A certificação de alta qualidade deve ser dada não só ao produto e à marca, mas a todo o processo de produção, defendeu. “A certificação do processo também é importante. E é com isso que contamos na responsabilização de toda a cadeia. Isso é muito importante para que se obter resultados econômicos de forma que as empresas comecem a se responsabilizar por todo o processo”.
O trabalho no campo ainda é marcado pela informalidade, por isso o trabalhador segue mais vulnerável à exclusão previdenciária, à precarização e à invisibilidade institucional. Grande parte dos trabalhadores resgatados de situações irregulares de trabalho é oriunda de regiões mais vulneráveis de Minas Gerais e do Nordeste de forma geral, e muitas vezes aliciados por intermediários conhecidos como “gatos”.
Integração
O Dia Internacional de Luta dos Trabalhadores do Campo implica a necessidade de ação que integre tanto o poder público quanto as próprias empresas do setor rural.
“O trabalho no campo nunca vai ser desnecessário, porque a população do mundo só aumenta e precisamos de mais alimentos. Há mais demanda por produtos, e o trabalhador é o elo mais frágil dessa cadeia”.
Toda essa estrutura deve ser voltada para o trabalhador do campo, incluindo políticas públicas e básicas, como saúde, educação, acesso à informação, infraestrutura de acesso, garantias previdenciárias. Para Alessandra Bambirra, existe uma discrepância grande demais em relação ao trabalhador do campo para um país como o Brasil.
OIT
Apesar de todas as dificuldades, o Brasil tem políticas reconhecidas na área internacional. A Organização Internacional do Trabalho (OIT) destaca o modelo brasileiro de Previdência Rural como referência regional, por assegurar proteção social a agricultores familiares, pescadores artesanais e trabalhadores em regime de subsistência, inclusive sem contribuição direta.
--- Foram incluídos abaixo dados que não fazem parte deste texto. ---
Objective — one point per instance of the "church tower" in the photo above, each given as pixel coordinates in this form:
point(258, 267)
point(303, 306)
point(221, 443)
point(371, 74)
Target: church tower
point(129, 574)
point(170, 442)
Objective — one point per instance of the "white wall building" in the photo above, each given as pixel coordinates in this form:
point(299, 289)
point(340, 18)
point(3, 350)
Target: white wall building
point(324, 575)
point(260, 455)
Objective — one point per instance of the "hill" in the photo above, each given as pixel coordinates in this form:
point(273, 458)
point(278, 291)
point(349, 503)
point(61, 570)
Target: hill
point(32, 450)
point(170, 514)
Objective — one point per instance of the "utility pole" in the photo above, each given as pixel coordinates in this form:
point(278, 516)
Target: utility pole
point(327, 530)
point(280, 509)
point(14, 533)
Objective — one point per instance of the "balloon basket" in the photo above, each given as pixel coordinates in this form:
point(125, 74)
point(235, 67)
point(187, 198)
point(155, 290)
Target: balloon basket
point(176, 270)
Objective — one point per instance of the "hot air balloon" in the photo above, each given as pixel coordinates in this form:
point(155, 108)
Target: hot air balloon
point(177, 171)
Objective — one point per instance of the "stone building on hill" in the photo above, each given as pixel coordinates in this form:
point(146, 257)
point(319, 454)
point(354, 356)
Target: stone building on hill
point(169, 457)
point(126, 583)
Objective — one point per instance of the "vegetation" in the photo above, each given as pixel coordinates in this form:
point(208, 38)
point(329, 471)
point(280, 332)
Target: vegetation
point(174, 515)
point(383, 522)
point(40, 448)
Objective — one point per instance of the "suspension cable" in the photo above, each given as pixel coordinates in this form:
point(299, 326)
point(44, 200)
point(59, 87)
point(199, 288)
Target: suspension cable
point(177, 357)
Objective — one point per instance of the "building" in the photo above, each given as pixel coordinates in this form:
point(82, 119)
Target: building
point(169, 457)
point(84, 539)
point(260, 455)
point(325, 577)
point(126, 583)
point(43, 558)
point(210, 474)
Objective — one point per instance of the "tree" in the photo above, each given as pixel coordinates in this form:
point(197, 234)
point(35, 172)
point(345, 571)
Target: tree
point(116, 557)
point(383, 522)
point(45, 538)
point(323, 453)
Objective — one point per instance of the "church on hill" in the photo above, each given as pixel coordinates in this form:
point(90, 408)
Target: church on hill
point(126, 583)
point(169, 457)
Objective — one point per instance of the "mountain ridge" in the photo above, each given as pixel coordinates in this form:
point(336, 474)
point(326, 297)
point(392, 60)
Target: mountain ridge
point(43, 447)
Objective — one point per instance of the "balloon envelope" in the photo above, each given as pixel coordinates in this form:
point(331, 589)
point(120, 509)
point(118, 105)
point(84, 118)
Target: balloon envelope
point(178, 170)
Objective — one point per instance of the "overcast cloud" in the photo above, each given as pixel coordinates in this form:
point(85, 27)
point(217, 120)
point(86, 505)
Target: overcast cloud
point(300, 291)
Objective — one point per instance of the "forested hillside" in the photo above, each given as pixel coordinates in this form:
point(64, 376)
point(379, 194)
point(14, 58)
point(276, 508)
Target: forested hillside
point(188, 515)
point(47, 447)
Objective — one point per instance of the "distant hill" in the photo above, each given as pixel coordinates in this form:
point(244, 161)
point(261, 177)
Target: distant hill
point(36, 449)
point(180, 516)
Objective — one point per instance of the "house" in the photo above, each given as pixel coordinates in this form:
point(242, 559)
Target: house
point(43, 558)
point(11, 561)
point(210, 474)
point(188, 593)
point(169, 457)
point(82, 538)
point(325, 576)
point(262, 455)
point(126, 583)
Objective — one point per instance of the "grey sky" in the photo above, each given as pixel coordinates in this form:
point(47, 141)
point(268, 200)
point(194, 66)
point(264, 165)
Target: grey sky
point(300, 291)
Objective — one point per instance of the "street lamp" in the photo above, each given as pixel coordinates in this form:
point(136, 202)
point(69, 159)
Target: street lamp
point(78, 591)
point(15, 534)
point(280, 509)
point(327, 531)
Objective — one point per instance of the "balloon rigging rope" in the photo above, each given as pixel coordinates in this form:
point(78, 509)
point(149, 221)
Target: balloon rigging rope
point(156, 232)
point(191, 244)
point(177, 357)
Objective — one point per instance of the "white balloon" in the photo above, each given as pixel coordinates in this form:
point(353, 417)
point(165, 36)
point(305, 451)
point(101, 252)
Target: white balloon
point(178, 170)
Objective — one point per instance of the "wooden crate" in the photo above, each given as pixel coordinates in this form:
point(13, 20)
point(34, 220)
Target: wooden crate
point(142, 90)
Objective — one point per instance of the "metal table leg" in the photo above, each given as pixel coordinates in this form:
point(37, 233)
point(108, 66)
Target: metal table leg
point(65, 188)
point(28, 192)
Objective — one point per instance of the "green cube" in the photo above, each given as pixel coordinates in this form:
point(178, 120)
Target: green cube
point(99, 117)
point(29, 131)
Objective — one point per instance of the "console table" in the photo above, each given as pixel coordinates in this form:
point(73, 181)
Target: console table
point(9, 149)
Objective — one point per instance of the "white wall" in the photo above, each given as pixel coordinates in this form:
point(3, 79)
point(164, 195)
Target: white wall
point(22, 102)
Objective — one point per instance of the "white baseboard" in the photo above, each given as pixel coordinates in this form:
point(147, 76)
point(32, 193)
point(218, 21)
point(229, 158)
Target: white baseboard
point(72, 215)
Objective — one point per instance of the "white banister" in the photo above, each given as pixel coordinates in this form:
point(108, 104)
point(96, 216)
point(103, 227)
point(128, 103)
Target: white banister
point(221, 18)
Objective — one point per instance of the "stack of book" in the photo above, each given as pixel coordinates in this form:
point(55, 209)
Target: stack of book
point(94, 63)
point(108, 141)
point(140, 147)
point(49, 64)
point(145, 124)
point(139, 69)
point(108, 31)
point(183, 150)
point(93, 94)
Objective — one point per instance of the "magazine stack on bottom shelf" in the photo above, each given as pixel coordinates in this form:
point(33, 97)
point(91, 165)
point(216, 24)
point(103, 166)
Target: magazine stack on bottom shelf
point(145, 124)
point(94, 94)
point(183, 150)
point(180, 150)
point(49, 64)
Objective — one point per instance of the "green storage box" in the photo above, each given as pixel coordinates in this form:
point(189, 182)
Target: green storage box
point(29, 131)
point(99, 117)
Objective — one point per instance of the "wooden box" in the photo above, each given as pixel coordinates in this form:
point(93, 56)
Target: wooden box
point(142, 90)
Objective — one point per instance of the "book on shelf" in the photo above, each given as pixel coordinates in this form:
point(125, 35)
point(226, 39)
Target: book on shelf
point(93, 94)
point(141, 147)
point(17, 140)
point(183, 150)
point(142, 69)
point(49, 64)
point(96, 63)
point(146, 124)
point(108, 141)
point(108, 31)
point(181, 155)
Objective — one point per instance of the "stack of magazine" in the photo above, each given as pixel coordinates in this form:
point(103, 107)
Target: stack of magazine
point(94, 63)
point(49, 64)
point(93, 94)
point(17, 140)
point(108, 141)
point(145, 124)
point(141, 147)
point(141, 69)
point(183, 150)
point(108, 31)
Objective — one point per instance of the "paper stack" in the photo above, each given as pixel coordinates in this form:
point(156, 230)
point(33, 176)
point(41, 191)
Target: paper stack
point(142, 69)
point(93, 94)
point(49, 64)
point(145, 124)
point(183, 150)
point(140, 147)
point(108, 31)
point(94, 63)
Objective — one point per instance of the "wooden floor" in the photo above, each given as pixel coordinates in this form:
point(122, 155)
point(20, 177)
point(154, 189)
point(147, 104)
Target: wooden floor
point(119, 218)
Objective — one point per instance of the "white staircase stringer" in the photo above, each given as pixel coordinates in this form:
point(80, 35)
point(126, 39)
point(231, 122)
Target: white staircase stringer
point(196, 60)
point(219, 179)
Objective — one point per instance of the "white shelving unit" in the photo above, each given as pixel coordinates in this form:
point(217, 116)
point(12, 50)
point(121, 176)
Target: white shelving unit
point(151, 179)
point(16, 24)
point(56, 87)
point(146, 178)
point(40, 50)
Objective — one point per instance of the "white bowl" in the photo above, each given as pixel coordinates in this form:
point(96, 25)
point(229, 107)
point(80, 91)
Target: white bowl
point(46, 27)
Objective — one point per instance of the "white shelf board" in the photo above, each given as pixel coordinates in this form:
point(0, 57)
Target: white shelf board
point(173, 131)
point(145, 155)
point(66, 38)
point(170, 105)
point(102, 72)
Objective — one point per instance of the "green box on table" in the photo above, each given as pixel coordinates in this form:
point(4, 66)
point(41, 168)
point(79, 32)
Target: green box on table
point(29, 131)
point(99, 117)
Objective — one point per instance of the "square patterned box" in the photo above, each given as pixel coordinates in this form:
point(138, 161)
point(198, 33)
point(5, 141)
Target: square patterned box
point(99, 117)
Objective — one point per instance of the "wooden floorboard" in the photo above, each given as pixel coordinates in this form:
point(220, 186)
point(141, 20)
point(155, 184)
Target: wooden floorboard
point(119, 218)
Paralelamente, o Ministério do Trabalho e Emprego, por meio da Auditoria-Fiscal do Trabalho e da Rede de Observatórios do Trabalho, faz o monitoramento contínuo da informalidade, do trabalho análogo à escravidão e das desigualdades territoriais.
A delegacia sindical de Minas Gerais do Sinait considera que a fiscalização do trabalho é ferramenta fundamental para combater irregularidades e prevenir violações. Em 2025, naquele estado, foram realizadas 783 ações fiscais em estabelecimentos rurais, que identificaram 2.063 trabalhadores em situação irregular e 3.964 irregularidades relacionadas à saúde e segurança no trabalho.
Operações recentes no sul e centro-oeste de Minas Gerais resultaram em 59 trabalhadores resgatados em lavouras de café. No norte do estado, 18 pessoas foram encontradas em condições degradantes em carvoarias, atividade reconhecida pelo alto risco social e ambiental. Em muitos casos, foram identificadas situações envolvendo núcleos familiares, inclusive com presença de crianças e adolescentes e moradias precárias.